Vem pratear a nossa rua (bis)

A semente da fartura semear

Virar o mundo de bumbum pra lua…”

(Trecho do samba da Acadêmicos do Grande Rio para o carnaval de 1993 de autoria dos compositores Nêgo, Jacy Inspiração, Mais Velho, G. Martins, Dicró, Juarez Dy Calvoza, Adão Conceição, Carlinhos P2, Rocco Filho e Ronaldo)

Neste desfile, onde eram comemorados os dez anos do novo sambódromo carioca,  a agremiação da Baixada Fluminense trouxe para a Sapucaí as diferentes fases da lua, a lua de mel  até a corrida espacial rumo ao satélite da Terra foram abordados no desfile, ao final ficando a certeza de que a escola permaneceria no grupo de elite para o próximo carnaval.

Terminada a apuração das notas atribuídas pelos jurados daquele ano, a Grande Rio acabou na nona colocação, deixando para trás agremiações tradicionais  como Portela, União da Ilha do Governador e Unidos da Tijuca.

Nesse carnaval de 1993 o campeonato coube ao Acadêmicos do Salgueiro com seu imbatível desfile  “Peguei um Ita no Norte”, seguido da Imperatriz Leopoldinense e Beija Flor de Nilópolis, que depois de muitos anos não contou com o serviço do genial Joãosinho Trinta.

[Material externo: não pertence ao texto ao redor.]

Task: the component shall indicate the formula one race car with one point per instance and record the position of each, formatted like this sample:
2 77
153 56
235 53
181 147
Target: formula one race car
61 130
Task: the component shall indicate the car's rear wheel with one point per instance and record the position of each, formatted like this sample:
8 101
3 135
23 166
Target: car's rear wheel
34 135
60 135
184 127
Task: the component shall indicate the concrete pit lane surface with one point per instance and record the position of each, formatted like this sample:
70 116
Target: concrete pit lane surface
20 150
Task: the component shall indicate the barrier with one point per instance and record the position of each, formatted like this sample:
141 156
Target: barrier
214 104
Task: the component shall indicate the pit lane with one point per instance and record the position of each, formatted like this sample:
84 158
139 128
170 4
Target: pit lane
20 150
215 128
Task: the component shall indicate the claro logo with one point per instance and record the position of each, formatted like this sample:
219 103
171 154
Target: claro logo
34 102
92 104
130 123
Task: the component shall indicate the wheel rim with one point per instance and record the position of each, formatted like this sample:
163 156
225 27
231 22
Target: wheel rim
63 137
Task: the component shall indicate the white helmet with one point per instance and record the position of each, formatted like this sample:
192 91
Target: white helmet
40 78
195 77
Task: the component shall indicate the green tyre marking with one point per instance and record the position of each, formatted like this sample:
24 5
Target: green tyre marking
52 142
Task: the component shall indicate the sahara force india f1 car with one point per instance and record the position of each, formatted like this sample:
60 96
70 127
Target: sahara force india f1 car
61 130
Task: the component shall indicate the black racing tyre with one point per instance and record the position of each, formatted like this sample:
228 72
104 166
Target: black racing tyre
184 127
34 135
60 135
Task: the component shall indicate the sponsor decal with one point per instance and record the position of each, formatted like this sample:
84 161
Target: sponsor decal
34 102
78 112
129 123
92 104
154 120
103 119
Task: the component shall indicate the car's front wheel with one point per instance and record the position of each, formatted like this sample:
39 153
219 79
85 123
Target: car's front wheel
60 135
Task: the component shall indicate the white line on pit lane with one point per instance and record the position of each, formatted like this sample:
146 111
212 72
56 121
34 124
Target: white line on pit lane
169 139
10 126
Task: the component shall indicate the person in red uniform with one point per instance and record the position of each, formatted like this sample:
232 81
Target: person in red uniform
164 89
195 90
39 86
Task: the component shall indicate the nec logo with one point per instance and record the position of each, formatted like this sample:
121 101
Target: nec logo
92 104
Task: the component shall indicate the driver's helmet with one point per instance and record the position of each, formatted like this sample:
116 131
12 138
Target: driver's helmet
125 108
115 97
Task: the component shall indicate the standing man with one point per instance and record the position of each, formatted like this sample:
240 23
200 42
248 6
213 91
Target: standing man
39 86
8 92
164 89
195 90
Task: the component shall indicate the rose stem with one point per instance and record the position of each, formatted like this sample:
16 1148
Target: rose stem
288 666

Mesmo que a agremiação de Caxias tenha feito belas apresentações na Sapucaí, até o carnaval de 1993 a escola não ganhou nenhuma premiação do júri do Estandarte de Ouro, promovido pelo Jornal O Globo.

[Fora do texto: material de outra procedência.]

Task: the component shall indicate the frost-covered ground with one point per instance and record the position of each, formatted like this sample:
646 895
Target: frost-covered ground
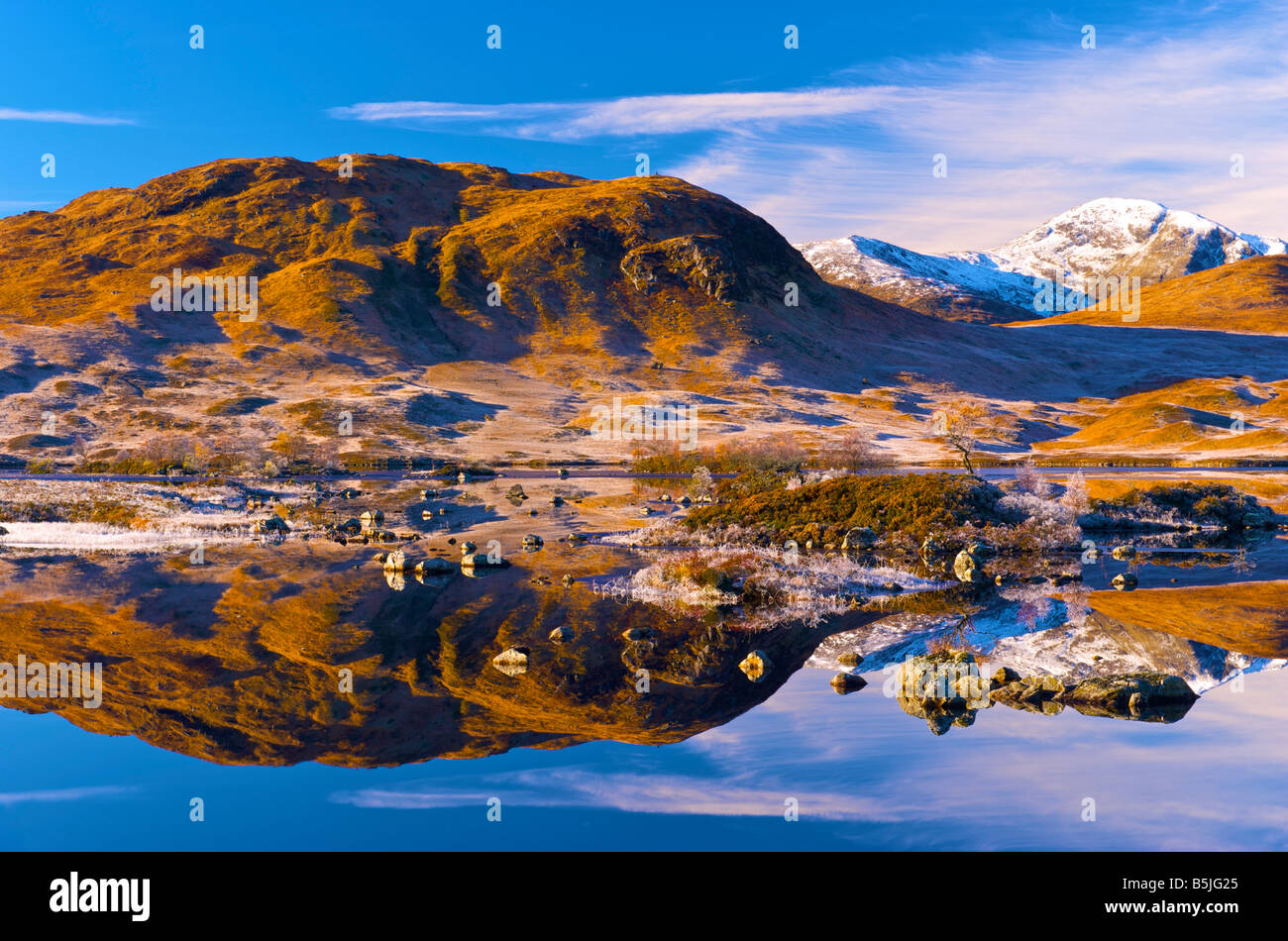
806 587
129 516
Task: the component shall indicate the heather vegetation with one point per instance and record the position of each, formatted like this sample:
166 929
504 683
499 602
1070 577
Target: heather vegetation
823 511
1180 506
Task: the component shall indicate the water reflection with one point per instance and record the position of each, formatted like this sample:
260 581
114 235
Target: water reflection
294 653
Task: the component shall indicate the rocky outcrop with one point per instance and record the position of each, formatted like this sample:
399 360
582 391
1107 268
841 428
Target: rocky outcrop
944 688
969 564
1146 695
756 666
859 538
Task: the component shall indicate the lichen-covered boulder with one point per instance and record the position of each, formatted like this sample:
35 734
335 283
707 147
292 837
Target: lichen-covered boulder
511 662
969 567
1125 580
859 538
756 666
846 682
1131 694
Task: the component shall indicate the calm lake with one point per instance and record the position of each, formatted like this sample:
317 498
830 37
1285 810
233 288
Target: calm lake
227 683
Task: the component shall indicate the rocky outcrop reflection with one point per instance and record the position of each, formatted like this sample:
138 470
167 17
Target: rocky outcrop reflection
303 653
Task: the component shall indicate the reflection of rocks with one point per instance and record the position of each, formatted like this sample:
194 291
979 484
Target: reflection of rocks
1137 695
756 666
859 538
273 524
1149 696
846 682
969 564
945 688
511 662
241 665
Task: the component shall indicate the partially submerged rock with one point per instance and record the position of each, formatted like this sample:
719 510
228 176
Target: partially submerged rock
511 662
846 682
945 688
1146 695
273 524
969 564
1125 580
756 666
859 538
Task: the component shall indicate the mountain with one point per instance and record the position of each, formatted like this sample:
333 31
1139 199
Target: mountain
1248 296
1103 237
541 282
464 312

De 1988 a 1993 a Grande Rio teve apenas dois presidentes, Milton Perácio e Jayder Soares.

Até o carnaval de 1993 a escola contou com três intérpretes oficiais Dominguinhos do Estácio, David do Pandeiro e Nêgo.

Élcio PV e Dóris estiveram como primeiro casal de mestre sala e porta bandeira na escola nos carnavais de 1990 e 1991, alterando para Ronaldinho e Rita Freitas no carnaval de 1993.

Nos carnavais de 1992 e 1993 o posto de diretor de carnaval da escola foi ocupado pelo experiente Laíla.